# gluteal muscles



## marta anna (Aug 3, 2017)

I am an active female of 46. I am a Masters swimmer and do a lot of endurance training (3-4 km intensive swimming 5-6 times a week). I also do core strength exercises twice/three times a week for 40 minutes.

My overall musculature is fine - my stomach muscles (have a "sixpack"), legs, arms, back - well, all is hard and well toned and younger women envy me. However, my butt is flat, no matter how much I would practice.
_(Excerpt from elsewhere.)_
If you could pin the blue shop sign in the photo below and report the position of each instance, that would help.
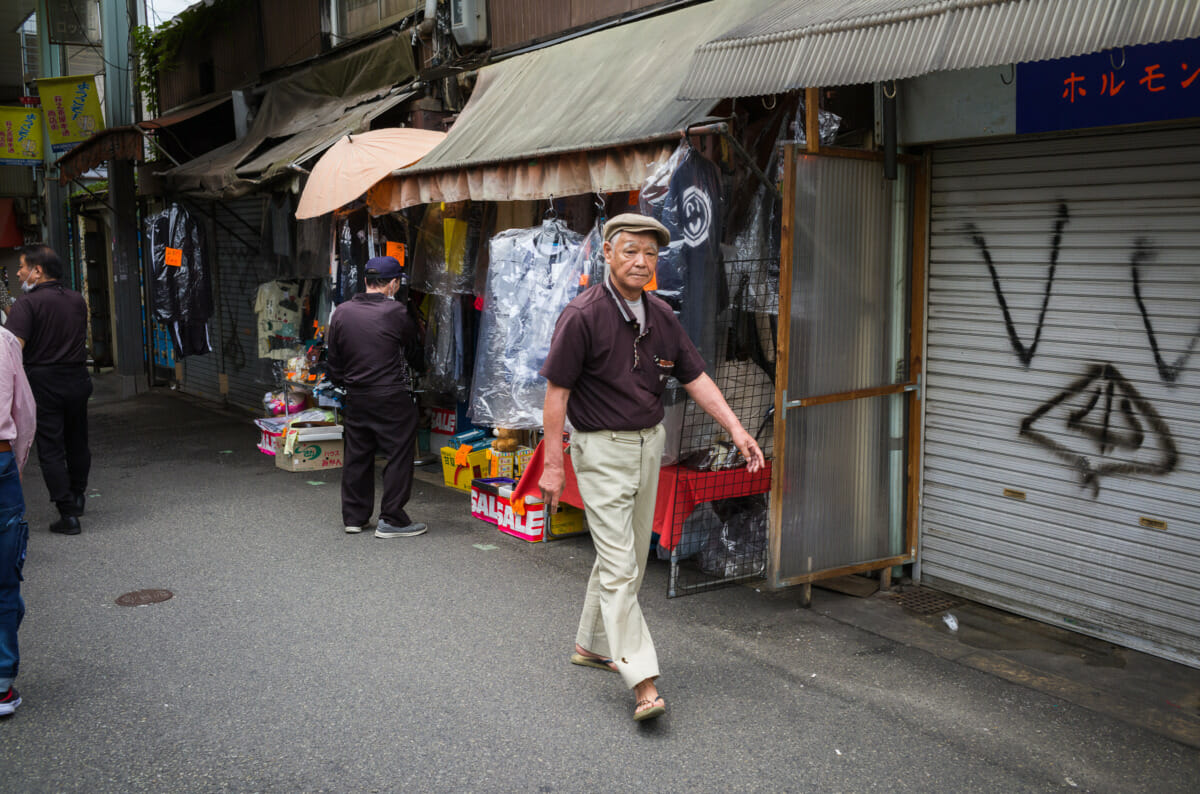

I used to do weight-lifting workout twice a week for the past 3 years for my butt. It did not help. Then I had to stop for a few months, because I had biceps femoris chronic pain (due to my back-kick practice). After the break I could see that my butt became a bit more saggy (double fold under left cheek - the one on the side of my injured biceps femoris).

Three weeks ago I resumed butt strength exercises. I do deadlifts (10 kg 3x20 lifts a day) plus bridges and "superman" exercise twice a week. No progress at all.

I thought it could be age and general loss of muscle mass due to age, but, it is not that issue, for the rest of my body is, as I said, indeed, well toned and muscular.

Please, tell me what is wrong? Or, what should I do to improve my butt?

I am becoming obsessive - avoid sitting posture, but it does not help.

I read an article that it happens that some people suffer from inactive glutes and then quadriceps and hamstrings take over the function of butt, which makes all butt exercise ineffective. Can it be the case? What shall I do to make my butt strength training effective.

BTW - running does not help either.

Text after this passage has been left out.